Dass das Thema nicht nur eine deutsche Dimension hat, zeigten die Grußworte der Vorsitzenden der Arbeitsgemeinschaft österreichischer Bäuerinnen Aloisia Fischer und der Landfrauenpräsidentin aus der Schweiz Ruth Streit.
In zwei Gesprächsrunden, der einen zur Ernährungsbildung und der anderen zur Verbraucherbildung, die vom Chefredakteur der Stiftung Warentest Hubertus Primus moderiert wurden, machten die verschiedenen Partner ihre Positionen klar.

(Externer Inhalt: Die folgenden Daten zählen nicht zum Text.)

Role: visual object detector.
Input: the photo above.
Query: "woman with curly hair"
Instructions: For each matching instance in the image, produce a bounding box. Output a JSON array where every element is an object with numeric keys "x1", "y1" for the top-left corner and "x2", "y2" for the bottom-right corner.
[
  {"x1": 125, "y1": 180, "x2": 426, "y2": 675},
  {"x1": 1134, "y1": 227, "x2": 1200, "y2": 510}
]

So sagte Harald Melwisch, Marketing-Direktor bei Langnese Iglo als Vertreter der Ernährungsindustrie, dass Ernährung und Gesundheit das Kernthema des 21. Jahrhunderts würden, denn zum ersten Mal in der Geschichte werde die derzeitige Generation der 30- bis 40jährigen länger leben als die Generation, die jetzt heranwächst. Grund seien die ernährungsbedingten Krankheiten.
Frieda Hensmann, Vizepräsidentin des dlv, forderte als Bäuerin, dass Ernährungsbildung das Wissen um die Produktion der Lebensmittel mit einschließen müsse und führte als beispielhaften Beitrag des Berufsstandes Aktionen wie Lernen auf dem Bauernhof oder Tag des offenen Hofes an.
Kochen ist Basiswissen sagte der Professor für Sozialmedizin an der Fachhochschule Nürnberg Dr. Gerhard Trabert. Das Vertrauen in eigenes Wissen stärkt das Selbstbewusstsein und ist eine Kompensationsmöglichkeit sozialer Benachteiligung. Dabei betonte er auch den Wert des Essens in der Gemeinschaft.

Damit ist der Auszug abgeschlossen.